There’s a misconception that owned spaces or personal spaces, desks, go away entirely. I don’t think that’s going to happen. No one collaborates for seven-plus hours a day. Our brain needs to cycle. We need to have places where we can recharge, quiet our minds, get reinspired and engaged. It’s less about the desk vs. an open office, but more the ratios of each, which many clients are struggling with. It’s more about the work modes that we go through throughout the day.
So you’ll see more of these neighborhood identities that have some open collaboration, some closed collaboration, some desks that may be assigned because people need or want to come in on a more regular basis.

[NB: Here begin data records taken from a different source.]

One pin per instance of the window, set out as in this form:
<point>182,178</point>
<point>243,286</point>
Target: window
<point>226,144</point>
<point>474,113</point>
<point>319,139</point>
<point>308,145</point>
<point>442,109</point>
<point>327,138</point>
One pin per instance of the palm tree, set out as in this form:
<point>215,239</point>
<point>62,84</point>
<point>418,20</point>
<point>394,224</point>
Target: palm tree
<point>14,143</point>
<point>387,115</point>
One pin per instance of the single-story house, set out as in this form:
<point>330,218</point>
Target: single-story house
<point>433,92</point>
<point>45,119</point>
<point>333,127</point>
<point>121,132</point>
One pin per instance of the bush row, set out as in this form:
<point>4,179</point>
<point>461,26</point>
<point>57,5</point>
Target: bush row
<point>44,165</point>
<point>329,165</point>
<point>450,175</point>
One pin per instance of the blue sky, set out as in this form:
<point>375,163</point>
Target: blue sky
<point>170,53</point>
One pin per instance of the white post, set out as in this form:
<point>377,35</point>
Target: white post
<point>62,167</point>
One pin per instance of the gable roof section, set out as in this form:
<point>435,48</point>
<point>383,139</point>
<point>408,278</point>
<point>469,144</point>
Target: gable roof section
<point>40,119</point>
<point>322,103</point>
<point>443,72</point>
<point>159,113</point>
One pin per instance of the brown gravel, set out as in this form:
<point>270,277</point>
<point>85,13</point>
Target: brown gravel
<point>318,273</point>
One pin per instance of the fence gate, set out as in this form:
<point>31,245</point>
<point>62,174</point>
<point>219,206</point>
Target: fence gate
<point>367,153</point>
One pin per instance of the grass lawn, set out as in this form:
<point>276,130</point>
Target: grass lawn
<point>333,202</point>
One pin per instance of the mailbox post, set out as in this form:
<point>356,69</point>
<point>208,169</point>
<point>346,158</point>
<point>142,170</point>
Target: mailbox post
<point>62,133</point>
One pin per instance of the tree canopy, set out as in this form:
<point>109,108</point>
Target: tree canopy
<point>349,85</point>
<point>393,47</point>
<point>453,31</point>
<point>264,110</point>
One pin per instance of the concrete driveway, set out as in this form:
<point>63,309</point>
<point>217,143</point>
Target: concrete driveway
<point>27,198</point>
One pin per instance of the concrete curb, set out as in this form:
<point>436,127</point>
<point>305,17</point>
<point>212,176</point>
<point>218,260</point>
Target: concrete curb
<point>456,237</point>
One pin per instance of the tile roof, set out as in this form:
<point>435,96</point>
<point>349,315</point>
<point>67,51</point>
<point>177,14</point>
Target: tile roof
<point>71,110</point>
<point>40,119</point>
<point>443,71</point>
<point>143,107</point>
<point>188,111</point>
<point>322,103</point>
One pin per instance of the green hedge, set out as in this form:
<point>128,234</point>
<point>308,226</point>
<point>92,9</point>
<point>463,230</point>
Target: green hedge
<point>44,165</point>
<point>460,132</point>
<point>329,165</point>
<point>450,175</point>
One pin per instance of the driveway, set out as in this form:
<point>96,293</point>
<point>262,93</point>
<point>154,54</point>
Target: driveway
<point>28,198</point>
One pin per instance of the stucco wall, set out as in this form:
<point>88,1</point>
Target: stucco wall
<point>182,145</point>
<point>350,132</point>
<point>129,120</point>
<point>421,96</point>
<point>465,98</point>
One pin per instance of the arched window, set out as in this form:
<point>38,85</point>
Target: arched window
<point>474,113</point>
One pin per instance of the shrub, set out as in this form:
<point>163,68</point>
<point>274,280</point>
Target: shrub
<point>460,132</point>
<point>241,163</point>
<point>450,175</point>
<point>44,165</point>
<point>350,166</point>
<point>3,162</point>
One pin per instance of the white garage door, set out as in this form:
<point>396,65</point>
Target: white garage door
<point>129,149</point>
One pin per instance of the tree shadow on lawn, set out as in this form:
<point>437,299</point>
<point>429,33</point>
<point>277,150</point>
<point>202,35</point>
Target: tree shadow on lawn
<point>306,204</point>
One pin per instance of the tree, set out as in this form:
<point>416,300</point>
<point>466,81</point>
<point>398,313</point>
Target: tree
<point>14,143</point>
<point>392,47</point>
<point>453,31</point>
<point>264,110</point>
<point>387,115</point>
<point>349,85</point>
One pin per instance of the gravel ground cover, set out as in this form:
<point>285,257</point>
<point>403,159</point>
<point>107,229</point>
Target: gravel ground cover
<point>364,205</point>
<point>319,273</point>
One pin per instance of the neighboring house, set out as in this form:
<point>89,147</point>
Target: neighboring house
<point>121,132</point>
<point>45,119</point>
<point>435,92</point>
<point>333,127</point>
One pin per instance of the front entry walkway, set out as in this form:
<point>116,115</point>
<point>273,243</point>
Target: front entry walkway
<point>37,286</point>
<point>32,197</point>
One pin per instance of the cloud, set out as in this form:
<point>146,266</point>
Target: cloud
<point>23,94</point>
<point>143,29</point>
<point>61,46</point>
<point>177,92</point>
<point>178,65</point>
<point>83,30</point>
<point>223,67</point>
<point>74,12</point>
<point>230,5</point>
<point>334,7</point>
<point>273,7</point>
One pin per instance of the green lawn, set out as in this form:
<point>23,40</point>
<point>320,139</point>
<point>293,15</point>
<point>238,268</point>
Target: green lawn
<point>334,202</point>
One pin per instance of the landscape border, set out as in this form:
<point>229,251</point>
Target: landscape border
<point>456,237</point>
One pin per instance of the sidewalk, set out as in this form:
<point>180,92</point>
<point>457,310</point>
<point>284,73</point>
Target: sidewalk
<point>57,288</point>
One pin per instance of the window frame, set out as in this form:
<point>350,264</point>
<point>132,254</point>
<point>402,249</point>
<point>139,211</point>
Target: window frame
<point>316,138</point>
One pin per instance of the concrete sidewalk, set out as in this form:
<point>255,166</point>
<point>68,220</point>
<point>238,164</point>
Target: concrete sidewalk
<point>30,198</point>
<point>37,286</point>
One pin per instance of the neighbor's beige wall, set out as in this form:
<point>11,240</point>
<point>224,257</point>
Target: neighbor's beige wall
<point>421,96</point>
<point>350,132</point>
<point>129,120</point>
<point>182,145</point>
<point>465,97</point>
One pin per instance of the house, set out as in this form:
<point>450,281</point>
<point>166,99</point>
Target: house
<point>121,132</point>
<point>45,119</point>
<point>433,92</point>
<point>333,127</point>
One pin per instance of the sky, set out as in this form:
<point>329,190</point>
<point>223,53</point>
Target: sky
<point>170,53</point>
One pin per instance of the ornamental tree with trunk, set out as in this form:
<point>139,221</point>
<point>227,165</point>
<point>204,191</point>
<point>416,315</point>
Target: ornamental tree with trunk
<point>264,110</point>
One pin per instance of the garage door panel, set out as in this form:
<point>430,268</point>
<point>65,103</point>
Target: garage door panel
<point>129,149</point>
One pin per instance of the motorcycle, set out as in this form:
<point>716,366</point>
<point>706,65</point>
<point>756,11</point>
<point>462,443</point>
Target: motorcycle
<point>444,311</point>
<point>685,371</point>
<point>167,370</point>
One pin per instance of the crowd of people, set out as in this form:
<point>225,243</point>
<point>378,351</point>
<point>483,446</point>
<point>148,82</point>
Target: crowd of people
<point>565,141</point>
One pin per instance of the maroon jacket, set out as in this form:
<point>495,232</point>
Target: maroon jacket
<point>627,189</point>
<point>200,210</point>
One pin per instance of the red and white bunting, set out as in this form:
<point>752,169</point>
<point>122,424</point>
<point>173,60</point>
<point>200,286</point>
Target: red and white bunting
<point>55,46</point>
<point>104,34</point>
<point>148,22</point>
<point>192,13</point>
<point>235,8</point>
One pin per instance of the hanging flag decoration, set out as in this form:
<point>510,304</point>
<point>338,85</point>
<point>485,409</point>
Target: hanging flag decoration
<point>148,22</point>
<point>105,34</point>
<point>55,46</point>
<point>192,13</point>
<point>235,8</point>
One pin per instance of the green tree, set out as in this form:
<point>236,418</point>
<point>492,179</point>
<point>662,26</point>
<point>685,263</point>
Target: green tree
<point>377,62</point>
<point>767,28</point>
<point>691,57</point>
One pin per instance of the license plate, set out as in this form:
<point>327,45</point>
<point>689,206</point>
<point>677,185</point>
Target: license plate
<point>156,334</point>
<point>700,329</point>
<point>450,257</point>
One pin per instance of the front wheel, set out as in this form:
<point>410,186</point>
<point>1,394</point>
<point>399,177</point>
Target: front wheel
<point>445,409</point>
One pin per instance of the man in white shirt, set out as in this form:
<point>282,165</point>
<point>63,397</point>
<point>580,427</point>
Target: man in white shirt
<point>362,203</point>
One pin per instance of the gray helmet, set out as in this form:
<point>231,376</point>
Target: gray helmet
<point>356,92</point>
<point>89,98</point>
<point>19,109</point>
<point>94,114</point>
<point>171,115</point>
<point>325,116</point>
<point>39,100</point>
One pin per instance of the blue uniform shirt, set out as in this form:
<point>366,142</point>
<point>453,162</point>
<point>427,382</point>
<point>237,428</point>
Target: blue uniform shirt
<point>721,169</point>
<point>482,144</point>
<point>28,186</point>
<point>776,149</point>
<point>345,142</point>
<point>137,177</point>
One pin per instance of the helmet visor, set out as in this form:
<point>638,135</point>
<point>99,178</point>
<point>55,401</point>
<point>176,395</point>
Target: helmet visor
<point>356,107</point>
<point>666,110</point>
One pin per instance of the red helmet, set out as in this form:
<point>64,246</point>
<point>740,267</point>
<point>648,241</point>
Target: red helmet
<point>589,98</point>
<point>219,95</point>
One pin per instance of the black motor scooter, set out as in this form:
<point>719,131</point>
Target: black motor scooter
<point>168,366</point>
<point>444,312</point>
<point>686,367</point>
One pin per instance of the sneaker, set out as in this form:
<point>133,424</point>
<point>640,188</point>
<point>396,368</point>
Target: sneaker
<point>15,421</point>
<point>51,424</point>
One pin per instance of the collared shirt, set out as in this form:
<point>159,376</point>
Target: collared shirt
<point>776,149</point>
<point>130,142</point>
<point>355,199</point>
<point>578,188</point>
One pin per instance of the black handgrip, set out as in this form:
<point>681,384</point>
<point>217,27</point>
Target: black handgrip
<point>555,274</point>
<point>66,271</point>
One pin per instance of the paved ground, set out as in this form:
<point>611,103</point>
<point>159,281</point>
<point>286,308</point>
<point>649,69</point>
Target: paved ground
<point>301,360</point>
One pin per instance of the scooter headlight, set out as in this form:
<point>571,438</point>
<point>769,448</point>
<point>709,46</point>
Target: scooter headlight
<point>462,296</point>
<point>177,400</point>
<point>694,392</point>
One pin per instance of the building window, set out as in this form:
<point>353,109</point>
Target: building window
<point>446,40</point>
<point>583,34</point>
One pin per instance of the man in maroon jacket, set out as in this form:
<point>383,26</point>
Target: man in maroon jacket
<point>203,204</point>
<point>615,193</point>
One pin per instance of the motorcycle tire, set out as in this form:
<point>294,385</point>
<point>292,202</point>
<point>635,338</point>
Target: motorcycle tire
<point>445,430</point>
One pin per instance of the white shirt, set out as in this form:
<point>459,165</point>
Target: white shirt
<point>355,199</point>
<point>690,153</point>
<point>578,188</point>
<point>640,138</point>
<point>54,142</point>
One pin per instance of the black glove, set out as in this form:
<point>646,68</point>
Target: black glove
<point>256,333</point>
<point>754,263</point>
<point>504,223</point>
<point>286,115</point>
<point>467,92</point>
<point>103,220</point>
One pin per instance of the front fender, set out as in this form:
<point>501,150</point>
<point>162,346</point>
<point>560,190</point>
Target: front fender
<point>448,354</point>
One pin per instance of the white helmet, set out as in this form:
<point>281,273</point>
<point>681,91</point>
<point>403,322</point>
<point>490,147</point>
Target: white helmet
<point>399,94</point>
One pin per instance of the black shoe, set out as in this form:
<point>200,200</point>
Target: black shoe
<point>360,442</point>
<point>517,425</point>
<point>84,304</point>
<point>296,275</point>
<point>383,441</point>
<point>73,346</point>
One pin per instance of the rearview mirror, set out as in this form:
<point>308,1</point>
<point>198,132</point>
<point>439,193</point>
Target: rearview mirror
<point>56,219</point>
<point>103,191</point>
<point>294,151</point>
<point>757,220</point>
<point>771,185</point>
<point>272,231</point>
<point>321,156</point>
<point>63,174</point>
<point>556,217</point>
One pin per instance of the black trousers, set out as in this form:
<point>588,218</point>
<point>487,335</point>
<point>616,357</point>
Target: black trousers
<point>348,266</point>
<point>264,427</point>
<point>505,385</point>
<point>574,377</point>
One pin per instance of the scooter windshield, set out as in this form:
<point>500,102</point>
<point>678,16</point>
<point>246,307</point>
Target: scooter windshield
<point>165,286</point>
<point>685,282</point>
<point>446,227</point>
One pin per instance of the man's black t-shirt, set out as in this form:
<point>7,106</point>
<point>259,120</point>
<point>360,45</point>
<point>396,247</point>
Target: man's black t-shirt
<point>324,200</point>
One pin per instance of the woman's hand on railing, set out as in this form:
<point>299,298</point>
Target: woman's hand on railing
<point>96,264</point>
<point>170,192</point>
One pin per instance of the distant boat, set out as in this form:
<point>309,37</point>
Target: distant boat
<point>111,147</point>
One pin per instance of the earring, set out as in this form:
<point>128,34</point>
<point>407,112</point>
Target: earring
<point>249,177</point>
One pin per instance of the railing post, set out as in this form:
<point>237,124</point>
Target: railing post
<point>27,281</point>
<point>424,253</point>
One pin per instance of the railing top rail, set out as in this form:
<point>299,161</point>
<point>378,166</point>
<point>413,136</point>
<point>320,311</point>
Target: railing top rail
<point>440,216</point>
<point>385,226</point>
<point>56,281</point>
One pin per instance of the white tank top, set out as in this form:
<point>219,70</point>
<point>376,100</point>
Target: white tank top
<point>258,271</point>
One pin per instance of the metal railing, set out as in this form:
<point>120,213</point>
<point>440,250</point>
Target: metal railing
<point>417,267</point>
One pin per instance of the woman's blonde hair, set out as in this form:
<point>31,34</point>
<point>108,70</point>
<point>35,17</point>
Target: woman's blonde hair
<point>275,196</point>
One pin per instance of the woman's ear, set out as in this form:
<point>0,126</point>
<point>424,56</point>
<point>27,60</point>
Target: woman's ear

It’s interesting so many city metaphors get used in office design terminology.
We look at this a lot like the way we describe a college campus. When you’re a student, there’s a lot of empowerment and choice about where you spend the day outside scheduled class times. Taking a similar lense to that and applying it to the workplace, I could go to more social areas, like a quad, where I might see more people I know. Or I might enjoy being alone together — just being around activity and people feels good. I also might start to find quieter places like a library or coffee shop.
But trying to design different experiences into place isn’t a new trend.
How are offices going to adapt to people’s heightened awareness around germs and health? If people don’t feel their office is sanitary, I imagine there will be a lot of reluctance to return.
The overarching, macro shift that successful companies will engage in is the idea of empathy. Not everyone will want to come back — companies will have to deal with some spectrum of fear. Sure, some will be excited and ready to get back to the office. Others may have to manage through that anxiety. At the most basic level, you have to earn trust by making sure the building is safe. Once you’ve established trust, then people will be more willing to come back.
But I also think you’ll see the employment of technology to improve not only health and wellness but to make the experience generally smarter. Do I have to push the elevator button or can that be automated? Do I need to touch the pen to sign in that 5,000 other people have touched? You’ll see wellness stations pop up. There’s been great research around air filtration systems, not only to mitigate a virus but also as a catalyst to human health. Other things like investing in walking paths, outdoor spaces, rooftops or creating partnerships with other businesses to create those services if your building doesn’t have them.
Taking a more progressive stance on the impact of place on people’s holistic wellbeing may be one of the silver linings to come out of the pandemic. Given all the sacrifices we’ve made, I think people are primed for some innovative community engagement and to think about the urban context in a new way.
What are you hearing from some of your clients and partners about a timeline for returning to offices?
The vaccine rollout is obviously going to be huge. The more that people get vaccinated, the quicker we’ll be able to move along the path. MIOSHA (Michigan Occupational Safety and Health Administration) still has reasonably strict guidelines in place through October. But most companies are looking to start bringing people back in a meaningful way in the late summer and early fall. Which is in line with the rest of America.
The good news is that leases and construction are picking up, which makes me optimistic.